Indian plans law to stop discrimination against AIDS

India, which has the world’s second largest HIV/AIDS population, plans to introduce a law to stop discrimination against people infected with the virus, the health minister said on Monday.

A huge stigma is attached to people who are HIV-positive in India and many of the country’s 5.1 million people with AIDS face severe discrimination because of widespread lack of awareness about the illness.

Activists say many employees of hotels, factories and textile firms have lost jobs after testing positive. They are either forced to quit, given early retirement or declared unfit to work.

“We have finalised draft legislation to end discrimination against AIDS patients,” Health Minister Anbumani Ramadoss told an AIDS conference. “It has gone to the law ministry and will be presented to parliament.”

India’s HIV problem has assumed serious proportions despite health programmes to halt its spread.

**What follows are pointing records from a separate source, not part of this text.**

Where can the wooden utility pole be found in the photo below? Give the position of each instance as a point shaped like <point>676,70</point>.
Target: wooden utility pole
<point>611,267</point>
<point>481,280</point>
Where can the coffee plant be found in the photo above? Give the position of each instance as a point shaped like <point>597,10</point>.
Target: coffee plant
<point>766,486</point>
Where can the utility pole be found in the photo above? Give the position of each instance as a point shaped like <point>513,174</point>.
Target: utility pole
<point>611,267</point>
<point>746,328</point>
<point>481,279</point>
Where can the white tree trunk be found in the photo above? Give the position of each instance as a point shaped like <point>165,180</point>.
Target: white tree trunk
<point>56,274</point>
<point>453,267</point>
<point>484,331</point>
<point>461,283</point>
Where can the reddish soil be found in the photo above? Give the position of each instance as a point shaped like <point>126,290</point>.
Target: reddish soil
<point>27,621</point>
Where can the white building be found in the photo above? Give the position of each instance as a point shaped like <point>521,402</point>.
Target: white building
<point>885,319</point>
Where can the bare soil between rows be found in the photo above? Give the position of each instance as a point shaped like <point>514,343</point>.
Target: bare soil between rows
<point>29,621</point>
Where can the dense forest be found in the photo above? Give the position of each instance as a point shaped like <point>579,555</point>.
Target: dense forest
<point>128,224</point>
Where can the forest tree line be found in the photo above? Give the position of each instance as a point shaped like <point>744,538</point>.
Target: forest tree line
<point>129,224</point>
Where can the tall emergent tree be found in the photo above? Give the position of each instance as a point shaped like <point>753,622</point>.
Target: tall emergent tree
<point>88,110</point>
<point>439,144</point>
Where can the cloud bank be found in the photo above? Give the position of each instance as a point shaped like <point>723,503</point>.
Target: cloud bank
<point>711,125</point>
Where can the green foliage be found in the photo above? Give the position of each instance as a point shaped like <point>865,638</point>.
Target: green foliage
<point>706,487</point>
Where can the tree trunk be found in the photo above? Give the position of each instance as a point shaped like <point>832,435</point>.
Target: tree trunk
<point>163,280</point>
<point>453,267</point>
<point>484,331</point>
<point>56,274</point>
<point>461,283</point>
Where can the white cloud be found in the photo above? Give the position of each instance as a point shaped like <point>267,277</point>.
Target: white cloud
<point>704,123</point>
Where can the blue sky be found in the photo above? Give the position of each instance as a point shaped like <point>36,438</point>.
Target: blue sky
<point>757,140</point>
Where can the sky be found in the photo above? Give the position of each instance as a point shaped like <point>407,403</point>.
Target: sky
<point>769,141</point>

Over the years, HIV/AIDS has moved beyond traditionally high-risk groups such as prostitutes, drug users and homosexuals.

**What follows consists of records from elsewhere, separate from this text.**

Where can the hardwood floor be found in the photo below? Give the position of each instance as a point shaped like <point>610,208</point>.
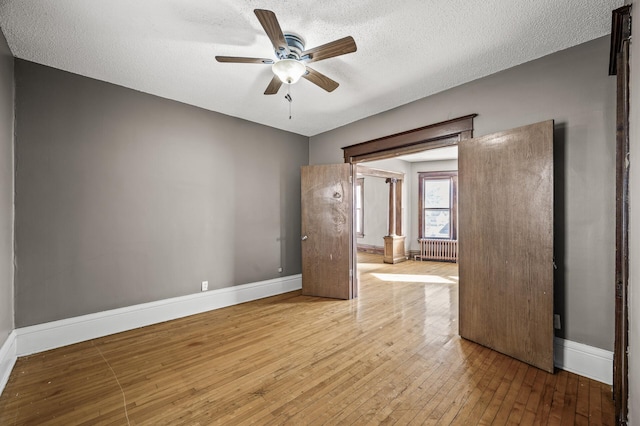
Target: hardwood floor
<point>392,356</point>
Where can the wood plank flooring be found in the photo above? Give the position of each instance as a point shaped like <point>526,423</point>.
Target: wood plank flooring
<point>392,356</point>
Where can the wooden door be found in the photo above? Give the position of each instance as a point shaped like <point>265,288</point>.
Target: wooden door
<point>327,219</point>
<point>506,242</point>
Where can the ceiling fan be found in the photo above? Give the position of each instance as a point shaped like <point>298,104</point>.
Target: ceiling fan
<point>291,56</point>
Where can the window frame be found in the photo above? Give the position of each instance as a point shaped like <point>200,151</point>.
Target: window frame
<point>452,176</point>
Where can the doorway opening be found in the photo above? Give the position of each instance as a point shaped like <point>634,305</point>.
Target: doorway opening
<point>375,158</point>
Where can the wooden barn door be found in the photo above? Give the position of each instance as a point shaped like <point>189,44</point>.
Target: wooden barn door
<point>506,242</point>
<point>327,219</point>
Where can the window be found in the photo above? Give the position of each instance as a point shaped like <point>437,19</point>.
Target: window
<point>438,202</point>
<point>360,207</point>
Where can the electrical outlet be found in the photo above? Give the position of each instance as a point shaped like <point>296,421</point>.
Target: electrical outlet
<point>556,322</point>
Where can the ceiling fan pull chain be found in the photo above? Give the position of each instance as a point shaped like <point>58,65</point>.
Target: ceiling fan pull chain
<point>288,98</point>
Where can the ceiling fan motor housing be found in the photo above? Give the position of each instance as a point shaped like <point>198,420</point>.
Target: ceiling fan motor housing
<point>296,47</point>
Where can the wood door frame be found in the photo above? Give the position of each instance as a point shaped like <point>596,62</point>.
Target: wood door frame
<point>438,135</point>
<point>619,66</point>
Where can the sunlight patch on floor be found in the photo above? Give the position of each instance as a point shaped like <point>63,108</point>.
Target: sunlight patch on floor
<point>410,278</point>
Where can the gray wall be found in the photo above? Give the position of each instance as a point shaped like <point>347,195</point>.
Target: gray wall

Experts say the number of those infected could quadruple by 2010 and the World Bank has warned the disease would become the single largest cause of death in the world’s second-most populous country unless there is progress on prevention.

“People living with HIV/AIDS face stigma and discrimination and, therefore, care and support to such patients needs to be mainstreamed through general health services,” said a health ministry statement.

The virus is spreading into families, infecting mothers and children, and many people do not even know they are infected. Experts say the most alarming trend is the spread of the disease to villages, with rural India accounting for 59 percent of infections compared with 41 percent in cities.